There were plenty of chuckles yesterday after theTelegraphreported that Kim Beazley can’t afford to buy a Sydney home.

“Mr
Beazley said the experience of trying to find a property had left him
sympathetic towards Sydneysiders trying to enter the property market,”
the Telegraph reported. “I have a real understanding of how
difficult it is for people in Sydney in finding affordable
accommodation to rent or buy,” it quoted him as saying. “As Opposition
Leader, Mr Beazley earns $197,524 a year,” it also mentioned.

That’s
not a bad position to be in. What about everyone else? Given that
Beazley has first-hand experience of the housing squeeze, when are we
going to see some alternative policies? Beazley’s been very quiet over
the last week or so, but know we must surely be about to learn how
Labor is going to deal with the housing bubble.

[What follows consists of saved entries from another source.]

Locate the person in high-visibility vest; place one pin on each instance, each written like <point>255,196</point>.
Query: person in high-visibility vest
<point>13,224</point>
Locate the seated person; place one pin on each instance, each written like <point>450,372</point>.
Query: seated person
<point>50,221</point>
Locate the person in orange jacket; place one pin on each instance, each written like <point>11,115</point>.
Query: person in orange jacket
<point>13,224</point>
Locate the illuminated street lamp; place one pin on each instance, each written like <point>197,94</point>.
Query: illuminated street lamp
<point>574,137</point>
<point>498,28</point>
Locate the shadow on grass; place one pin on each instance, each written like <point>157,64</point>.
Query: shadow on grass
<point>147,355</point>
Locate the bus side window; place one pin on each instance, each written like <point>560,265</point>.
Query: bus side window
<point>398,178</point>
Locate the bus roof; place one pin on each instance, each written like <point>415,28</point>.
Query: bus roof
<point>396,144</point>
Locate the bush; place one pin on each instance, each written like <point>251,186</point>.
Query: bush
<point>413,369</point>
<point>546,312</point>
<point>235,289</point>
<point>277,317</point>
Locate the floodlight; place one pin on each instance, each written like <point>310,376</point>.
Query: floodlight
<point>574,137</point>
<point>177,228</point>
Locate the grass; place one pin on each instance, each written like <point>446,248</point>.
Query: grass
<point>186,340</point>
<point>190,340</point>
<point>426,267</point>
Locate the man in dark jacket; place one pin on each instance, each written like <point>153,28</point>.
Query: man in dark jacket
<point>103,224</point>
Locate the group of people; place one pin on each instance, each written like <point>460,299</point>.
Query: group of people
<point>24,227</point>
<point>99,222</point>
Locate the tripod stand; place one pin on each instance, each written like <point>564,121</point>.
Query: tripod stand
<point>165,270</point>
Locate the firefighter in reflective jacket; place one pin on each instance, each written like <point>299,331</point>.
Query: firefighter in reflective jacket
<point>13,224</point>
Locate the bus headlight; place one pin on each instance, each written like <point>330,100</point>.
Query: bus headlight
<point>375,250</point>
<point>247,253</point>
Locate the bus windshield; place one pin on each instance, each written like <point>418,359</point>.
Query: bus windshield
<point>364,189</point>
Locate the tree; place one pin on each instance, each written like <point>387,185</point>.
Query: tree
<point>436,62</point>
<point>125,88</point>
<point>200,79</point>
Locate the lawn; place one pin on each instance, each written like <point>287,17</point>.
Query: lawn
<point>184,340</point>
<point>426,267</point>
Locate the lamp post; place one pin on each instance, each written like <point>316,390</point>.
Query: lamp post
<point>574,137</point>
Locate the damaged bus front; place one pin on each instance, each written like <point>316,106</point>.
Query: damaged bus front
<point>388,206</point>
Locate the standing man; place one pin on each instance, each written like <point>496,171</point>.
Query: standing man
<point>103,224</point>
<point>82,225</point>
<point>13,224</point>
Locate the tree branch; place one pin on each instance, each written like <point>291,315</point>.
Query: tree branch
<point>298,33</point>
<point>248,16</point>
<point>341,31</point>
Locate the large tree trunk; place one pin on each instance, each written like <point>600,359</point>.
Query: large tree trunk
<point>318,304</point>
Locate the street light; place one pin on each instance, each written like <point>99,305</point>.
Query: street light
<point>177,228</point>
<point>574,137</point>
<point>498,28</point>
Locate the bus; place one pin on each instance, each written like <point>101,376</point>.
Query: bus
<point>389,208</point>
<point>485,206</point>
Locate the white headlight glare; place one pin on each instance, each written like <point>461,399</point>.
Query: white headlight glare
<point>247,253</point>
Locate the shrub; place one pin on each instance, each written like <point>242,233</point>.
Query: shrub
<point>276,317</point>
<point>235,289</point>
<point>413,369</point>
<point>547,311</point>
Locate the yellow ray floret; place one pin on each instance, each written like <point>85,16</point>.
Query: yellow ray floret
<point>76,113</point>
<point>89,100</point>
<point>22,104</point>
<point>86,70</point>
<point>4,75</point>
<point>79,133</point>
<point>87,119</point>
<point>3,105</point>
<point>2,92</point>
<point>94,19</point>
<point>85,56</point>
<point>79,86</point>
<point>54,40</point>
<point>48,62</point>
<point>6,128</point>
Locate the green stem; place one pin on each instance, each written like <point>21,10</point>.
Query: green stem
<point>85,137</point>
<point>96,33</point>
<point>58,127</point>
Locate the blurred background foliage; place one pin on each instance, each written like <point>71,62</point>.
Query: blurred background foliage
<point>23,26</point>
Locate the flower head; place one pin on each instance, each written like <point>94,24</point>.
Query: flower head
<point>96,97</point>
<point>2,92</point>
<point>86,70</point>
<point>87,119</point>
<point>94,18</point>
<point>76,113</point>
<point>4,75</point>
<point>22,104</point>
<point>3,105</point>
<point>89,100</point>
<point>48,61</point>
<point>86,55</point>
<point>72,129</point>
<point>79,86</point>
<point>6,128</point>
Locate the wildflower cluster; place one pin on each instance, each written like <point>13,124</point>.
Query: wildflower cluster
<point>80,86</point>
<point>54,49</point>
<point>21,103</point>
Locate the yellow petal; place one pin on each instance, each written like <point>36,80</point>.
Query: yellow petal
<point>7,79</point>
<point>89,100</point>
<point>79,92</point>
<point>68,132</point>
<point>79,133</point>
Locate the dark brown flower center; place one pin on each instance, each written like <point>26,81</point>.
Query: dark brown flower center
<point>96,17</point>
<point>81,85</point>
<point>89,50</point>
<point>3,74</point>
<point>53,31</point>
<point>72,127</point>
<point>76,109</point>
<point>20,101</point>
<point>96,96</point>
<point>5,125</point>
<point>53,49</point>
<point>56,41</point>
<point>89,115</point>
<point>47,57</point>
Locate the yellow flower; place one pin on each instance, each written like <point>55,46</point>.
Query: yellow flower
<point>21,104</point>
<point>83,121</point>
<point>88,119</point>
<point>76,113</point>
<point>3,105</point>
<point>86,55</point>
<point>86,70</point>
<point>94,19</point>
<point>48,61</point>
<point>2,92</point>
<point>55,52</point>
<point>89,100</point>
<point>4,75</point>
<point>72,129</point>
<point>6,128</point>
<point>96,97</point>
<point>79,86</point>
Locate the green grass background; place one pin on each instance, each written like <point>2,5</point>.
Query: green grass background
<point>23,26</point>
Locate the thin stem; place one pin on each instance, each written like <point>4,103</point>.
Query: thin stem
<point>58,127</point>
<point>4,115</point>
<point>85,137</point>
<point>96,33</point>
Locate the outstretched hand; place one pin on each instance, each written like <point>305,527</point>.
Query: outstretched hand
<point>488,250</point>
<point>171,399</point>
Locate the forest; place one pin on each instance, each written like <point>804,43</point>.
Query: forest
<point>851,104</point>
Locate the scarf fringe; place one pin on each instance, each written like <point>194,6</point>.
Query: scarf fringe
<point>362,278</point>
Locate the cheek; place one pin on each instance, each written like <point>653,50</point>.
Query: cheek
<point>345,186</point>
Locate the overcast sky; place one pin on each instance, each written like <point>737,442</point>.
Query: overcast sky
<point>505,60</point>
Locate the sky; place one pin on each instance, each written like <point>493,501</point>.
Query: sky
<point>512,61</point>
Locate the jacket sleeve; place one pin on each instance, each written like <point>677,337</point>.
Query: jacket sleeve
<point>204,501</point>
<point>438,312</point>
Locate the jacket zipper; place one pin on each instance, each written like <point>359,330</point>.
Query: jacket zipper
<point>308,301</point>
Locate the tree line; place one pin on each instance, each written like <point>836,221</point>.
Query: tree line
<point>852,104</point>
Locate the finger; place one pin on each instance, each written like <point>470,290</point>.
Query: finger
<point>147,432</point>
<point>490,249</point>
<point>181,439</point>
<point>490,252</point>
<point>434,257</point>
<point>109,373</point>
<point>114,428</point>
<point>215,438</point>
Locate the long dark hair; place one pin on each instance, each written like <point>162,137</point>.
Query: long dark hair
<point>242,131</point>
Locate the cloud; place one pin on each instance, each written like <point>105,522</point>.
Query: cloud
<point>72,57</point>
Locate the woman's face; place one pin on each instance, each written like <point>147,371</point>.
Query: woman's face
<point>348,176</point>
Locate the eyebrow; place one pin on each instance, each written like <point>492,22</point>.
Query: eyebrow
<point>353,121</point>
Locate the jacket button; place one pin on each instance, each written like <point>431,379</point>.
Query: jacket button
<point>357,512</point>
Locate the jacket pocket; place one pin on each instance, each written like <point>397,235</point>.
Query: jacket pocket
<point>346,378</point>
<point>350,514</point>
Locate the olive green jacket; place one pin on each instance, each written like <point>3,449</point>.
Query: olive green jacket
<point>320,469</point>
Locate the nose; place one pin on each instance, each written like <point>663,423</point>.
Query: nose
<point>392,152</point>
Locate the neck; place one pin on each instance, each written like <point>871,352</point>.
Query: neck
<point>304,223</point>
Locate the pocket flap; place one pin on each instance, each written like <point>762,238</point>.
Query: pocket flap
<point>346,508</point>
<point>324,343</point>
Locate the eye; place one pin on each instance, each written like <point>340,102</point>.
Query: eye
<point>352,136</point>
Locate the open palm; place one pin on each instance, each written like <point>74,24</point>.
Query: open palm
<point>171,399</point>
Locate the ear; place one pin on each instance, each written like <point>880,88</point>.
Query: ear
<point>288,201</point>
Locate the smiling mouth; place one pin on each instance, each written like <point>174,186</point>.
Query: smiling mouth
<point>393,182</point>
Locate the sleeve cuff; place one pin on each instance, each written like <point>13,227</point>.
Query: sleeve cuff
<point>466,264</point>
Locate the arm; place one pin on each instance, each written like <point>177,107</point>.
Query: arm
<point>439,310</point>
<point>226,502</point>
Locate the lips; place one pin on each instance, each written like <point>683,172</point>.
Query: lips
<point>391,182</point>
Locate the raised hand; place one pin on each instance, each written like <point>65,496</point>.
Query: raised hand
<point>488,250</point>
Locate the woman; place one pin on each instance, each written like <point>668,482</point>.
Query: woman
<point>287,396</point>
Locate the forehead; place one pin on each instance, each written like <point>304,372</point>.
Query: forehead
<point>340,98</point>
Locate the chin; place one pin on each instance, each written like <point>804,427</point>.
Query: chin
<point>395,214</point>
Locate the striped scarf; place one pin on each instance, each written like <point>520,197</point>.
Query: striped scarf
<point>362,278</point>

Or will details pop the
small target strategy?


Democracy comes to WA

One vote,
one value laws passed the Western Australian Parliament on Friday. Finally,
Sandgropers will have an electoral system where Lower House seats have similar
numbers of voters. Six seats will be removed from regional areas and eight added
to the city, but seven sparsely populated regional electorates will be
quarantined.

Electoral affairs minister Jim McGinty declared it a “truly
great day for democracy” in WA. “We’re now with the rest of Australia, with
every citizen having an equal say in electing their government,” he said. Sorta,
Jim. Sorta. It still seems that some Western Australians are more important than
others. The malapportionment cuts both ways, after all.

It seems to have
cut deeper into the conservative vote, however. The Coalition has consistently
derided the idea of one vote, one value as Chartist nonsense. Opposition
electoral affairs spokesman Norman Moore says country people will suffer under
the changes because the parties will now focus more on city areas. “The Liberal
Party now has to work out how it’s going to win more seats in the city, if it’s
ever going to win government again and the tragedy of that is it’s going to make
it more city-centric,” he said. “The country areas, which even now under the
current system don’t think they get a fair go are going to be even further
ignored.”

Er, Norm, mate, isn’t our system of government called
“representative democracy”? And your first comments are a little blunt. ““The
Liberal Party now has to work out how it’s going to win more seats in the city,
if it’s ever going to win government again.” Er, yes – because that’s where
people live. And that’s your problem.


Pollies’ cars – the final word

OK, so it’s
not in the essential swearing dictionary, Roger’s Profanisaurus, or in the OED, but we’ve been
referred to authorities
that convince us that Pajero does indeed have a double meaning, in Catalonian
dialect as well as Latin American slang. And lots of parliamentarians have been
nominated as Pajeros, not just Pajero drivers.

So here’s our final “what
does your politics say about the sort of car you’d drive” wrap:

• Howard:
Camry V6 – solid and reliable but a bit boring. It can be a bit expensive in
town running (or the lead-up to an election).

• Beazley: Falcon sedan –
solid and usually reliable, however at times it can be a lemon with not enough
homework involved in its building.

• The Nationals: Land Cruiser
travelling exclusively in the city – a bloody nuisance.

• The Greens:
Daihatsu Sirion travelling in the fast lane of a freeway – courting disaster as
well as being a bigger nuisance.

• The Democrats: Holden Kingswood about
to go to the wreckers, all clapped out and unwanted.

But before we end
this debate we’d better acknowledge this comment from a subscriber: “John Howard
doesn’t match any car. Isn’t that why he has to walk to shops every morning?”


God on their side

While the media has been full of Liberal leadership
speculation, there’s also been some interesting positioning on the opposition
benches. Family First Senator Steve Fielding takes his seat on 1 July, and a
number of Labor wannabes want to get God on their side.

Self-described
“Christian socialist” Kevin Rudd appeared on the ABC’s religious affairs program
Compasslast night, talking
up his credentials with Geraldine Doogue. And we’ve seen the single and
childless Julia Gillard at the National Press Club doing a tag team with
Virginia Haussegger on family issues. The former Slater and Gordon lawyer also
turned up on Compass, as did Labor’s Faith, Politics and Values working
group, which is trying to court Family First.

Are things really so bleak
for Labor that its next generation of leaders think their only chance of
reclaiming government is through divine intervention?